Skip to main content
Open Doubt
Position

Stephen Fry on Divine command theory

Argues againstActor, writer, and comedian

Fry rejects divine command theory as moral slavery — the subordination of human conscience to an unchallengeable celestial authority.

Fry's objection to divine command theory is deeply personal and passionately argued. As a gay man who grew up in a society where religious authority was used to justify the persecution and marginalisation of homosexuals, he regards the idea that morality derives from God's commands as not merely philosophically wrong but actively dangerous. When God's alleged commands conflict with human flourishing, Fry has no doubt which should prevail.

He has articulated the Euthyphro dilemma in accessible terms: either God commands things because they are good — in which case goodness exists independently and we do not need God — or things are good because God commands them — in which case God could command anything, including torture, and it would be 'good' by definition. Fry finds the second option horrifying and the first option fatal to divine command theory.

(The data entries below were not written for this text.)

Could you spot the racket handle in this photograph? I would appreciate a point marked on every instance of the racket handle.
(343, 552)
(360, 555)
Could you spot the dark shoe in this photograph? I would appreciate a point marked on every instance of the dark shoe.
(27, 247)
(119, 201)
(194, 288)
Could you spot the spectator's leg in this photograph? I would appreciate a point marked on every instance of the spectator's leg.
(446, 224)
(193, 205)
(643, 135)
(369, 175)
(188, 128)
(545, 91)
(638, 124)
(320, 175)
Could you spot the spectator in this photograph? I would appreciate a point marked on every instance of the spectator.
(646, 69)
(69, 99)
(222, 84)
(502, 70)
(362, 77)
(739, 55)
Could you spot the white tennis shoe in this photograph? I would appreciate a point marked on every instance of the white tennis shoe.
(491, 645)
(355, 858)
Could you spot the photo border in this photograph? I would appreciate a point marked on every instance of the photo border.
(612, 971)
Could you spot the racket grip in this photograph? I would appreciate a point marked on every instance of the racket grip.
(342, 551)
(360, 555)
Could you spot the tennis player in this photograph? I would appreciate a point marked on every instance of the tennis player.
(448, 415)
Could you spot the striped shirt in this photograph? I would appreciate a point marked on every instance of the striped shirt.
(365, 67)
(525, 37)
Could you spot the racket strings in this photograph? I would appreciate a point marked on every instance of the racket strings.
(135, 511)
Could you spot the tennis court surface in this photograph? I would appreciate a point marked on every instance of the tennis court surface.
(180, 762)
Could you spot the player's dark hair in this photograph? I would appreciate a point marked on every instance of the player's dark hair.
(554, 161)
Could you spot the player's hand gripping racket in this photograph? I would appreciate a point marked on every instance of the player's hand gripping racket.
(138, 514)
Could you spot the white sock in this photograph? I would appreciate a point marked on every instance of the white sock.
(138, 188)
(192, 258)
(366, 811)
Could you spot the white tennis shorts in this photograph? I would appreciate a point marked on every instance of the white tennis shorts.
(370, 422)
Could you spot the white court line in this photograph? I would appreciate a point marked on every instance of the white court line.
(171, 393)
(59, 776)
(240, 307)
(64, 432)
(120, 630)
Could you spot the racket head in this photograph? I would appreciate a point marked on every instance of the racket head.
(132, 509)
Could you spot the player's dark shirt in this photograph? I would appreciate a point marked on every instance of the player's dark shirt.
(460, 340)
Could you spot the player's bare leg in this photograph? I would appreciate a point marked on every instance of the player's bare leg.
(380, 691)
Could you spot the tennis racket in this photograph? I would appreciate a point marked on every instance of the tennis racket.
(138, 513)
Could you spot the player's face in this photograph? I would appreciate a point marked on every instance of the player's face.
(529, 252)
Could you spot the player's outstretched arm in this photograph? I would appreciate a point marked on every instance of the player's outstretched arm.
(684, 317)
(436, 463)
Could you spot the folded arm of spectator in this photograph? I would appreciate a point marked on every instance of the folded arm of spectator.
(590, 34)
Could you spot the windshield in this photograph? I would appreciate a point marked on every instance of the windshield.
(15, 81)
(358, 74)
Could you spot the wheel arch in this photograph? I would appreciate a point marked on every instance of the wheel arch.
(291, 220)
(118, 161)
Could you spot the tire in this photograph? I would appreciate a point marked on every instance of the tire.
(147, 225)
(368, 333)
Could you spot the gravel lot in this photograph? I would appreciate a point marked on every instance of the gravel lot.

Fry connects divine command theory to broader patterns of authoritarianism. The demand to obey without question, to suppress one's own moral judgment in favour of an unchallengeable authority, is the structure of tyranny whether the tyrant is a dictator or a deity. Fry's humanism is grounded in the conviction that human beings are capable of moral reasoning on their own — and that outsourcing that reasoning to any authority, divine or otherwise, is a betrayal of human dignity.

Key quotes

Why should I respect a capricious, mean-minded, stupid God who creates a world which is so full of injustice and pain?